The first time the road was used in anger was by Bonnie Prince Charlie
In concert with the new-found freedom of the times, I set off with a friend to achieve an ambition of walking the highest part of the old military road through the Corrieyairack Pass between Melgarve and Fort Augustus.
Gen George Wade built the road as a shortcut from Perth to the central Highlands. The rebellions of 1715 and 1719 had convinced the government that the rough bounds must be secured and Irish-born Wade oversaw the building of 250 miles of road in the Highlands.
The Corrieyairack was a rough track along which drovers from the West and Central Highlands walked their cattle south. It took 500 soldiers one year to turn its 28 miles into a paved road, which climbed 18 buttressed zig-zags to the 2,500ft summit of the pass.

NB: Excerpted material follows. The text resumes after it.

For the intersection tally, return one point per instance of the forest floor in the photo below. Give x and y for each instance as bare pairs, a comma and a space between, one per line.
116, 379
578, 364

Six oxen were roasted and liquor was on hand in abundance at a spot on the northern side of the pass on October 30, 1731, to reward the soldiers, toast the King’s birthday and, no doubt to the great relief of the poor bloody infantry, to celebrate the end of the road-building season in the Highlands.

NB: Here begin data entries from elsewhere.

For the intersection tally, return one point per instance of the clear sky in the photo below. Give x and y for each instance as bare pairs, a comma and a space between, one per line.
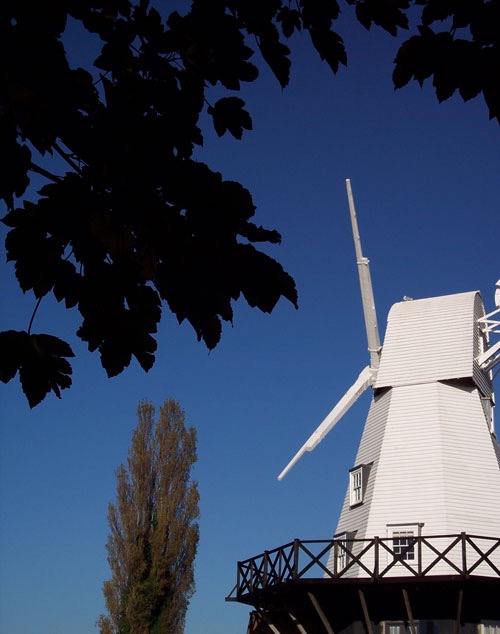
427, 189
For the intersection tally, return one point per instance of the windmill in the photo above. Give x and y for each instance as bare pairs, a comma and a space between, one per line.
417, 545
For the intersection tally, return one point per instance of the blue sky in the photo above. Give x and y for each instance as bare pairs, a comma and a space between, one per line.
427, 189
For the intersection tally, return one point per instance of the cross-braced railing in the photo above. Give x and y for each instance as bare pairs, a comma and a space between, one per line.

Somewhat embarrassingly for Wade, Commander-in-Chief of His Majesty’s forces in Scotland, the first time the road was used in anger was by Bonnie Prince Charlie in 1745. The government sensibly avoided taking on the Highlanders at the pass and diverted towards Inverness.
The Prince, having raised his standard at Glenfinnan, spirited his force south over the convenient Corrieyairack to Edinburgh, victory at Prestonpans and some hasty packing by George II until the fateful about-turn by the Jacobites at Swarkestone Bridge near Derby. The snows that closed the pass for four months a year gradually put it out of use as a road and only the drovers and their charges returned.

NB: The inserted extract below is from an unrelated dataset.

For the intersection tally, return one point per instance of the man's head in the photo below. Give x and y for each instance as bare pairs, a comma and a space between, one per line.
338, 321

In the 15 miles we walked, we saw but two other human beings. Almost as noticeable by their absence was the lack of bird and animal life. It was reassuring to read an account by a traveller of 35 years ago who saw only ptarmigan, a few moths and a bee.
The end of the road passes near a sad little coda. At Kilchumein cemetery near Fort Augustus is an 1830 memorial to the infant Archibald Fraser, an illegitimate descendant of Lovat of the ’45. His distraught parents refused to surrender him to God, burying him outside the cemetery walls, but beneath a cross, just in case.